A story that is close to home involves patient data for 45 people who were patients at Atlanta's Grady Hospital. It seems that their data was inadvertantly put on a unsecured web site instead of on a secured web site. There are lots of interesting facts and issues involved in this that you can read about here. First of all often companies give too many people access to their web sites to add content. Just as we don't give everyone access to our financial data we shouldn't give everyone, or even several people, rights to add content to web sites. There is way too much risk in insecure or unauthorized code/data getting put up. We have a hard enough time getting our web developers to write secure code much less allowing marketing to add content at will or any other department. The second problem that I see is that Grady outsourced the work to one company who outsourced it to another company who outsourced it to a 3rd company. I'm not totally opposed to outsourcing but this is ridiculous. Either legal didn't do their job in contract negotiations or they need to do a better job in ensuring that outsourcers are staying within the bounds of the contract.
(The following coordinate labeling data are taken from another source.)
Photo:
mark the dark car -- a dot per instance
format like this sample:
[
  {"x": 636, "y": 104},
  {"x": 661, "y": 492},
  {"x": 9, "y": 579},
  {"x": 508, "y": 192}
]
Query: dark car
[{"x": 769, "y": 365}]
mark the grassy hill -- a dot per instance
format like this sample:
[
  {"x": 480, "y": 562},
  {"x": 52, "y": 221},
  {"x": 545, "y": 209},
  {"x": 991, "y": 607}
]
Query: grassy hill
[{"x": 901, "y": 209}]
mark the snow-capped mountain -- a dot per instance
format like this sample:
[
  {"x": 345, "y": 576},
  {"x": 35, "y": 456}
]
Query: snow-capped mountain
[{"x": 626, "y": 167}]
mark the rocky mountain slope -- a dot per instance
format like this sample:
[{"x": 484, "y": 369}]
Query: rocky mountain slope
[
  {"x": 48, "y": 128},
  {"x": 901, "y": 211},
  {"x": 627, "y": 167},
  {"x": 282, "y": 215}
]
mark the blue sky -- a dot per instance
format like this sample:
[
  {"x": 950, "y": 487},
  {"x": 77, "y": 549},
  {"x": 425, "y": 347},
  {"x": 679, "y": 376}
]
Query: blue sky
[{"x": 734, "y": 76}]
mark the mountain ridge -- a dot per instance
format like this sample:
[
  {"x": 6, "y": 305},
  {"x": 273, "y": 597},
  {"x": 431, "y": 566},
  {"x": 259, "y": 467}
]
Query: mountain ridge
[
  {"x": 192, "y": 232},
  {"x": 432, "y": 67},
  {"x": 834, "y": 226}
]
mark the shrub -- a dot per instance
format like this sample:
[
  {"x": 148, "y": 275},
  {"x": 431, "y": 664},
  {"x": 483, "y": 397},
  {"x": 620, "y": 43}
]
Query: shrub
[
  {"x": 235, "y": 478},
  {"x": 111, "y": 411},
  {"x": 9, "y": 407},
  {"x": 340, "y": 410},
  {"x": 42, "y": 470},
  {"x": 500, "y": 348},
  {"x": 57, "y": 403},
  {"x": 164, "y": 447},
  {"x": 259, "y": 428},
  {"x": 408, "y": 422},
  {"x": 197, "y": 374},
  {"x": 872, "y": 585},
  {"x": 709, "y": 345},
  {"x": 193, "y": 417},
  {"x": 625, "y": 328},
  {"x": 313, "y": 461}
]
One last thing that I want to comment on. Kudos to Jeremiah Grossman and Robert "RSnake" Hansen for the way that they handeled themselves when vendors requested that they not release information regarding their OWASP talk on clickjacking. It shows maturity on their part to be patient and not try to rush something out just to get name recognition. Not that either of them are hurting for name recognition.

There are lots of other things that have been going on over the last 2 weeks but many other bloggers have done a great job of covering them so hopefully you already know all you need to know about them.

Creative Commons License
This work is licensed under a Creative Commons Attribution-NC-SA 3.0.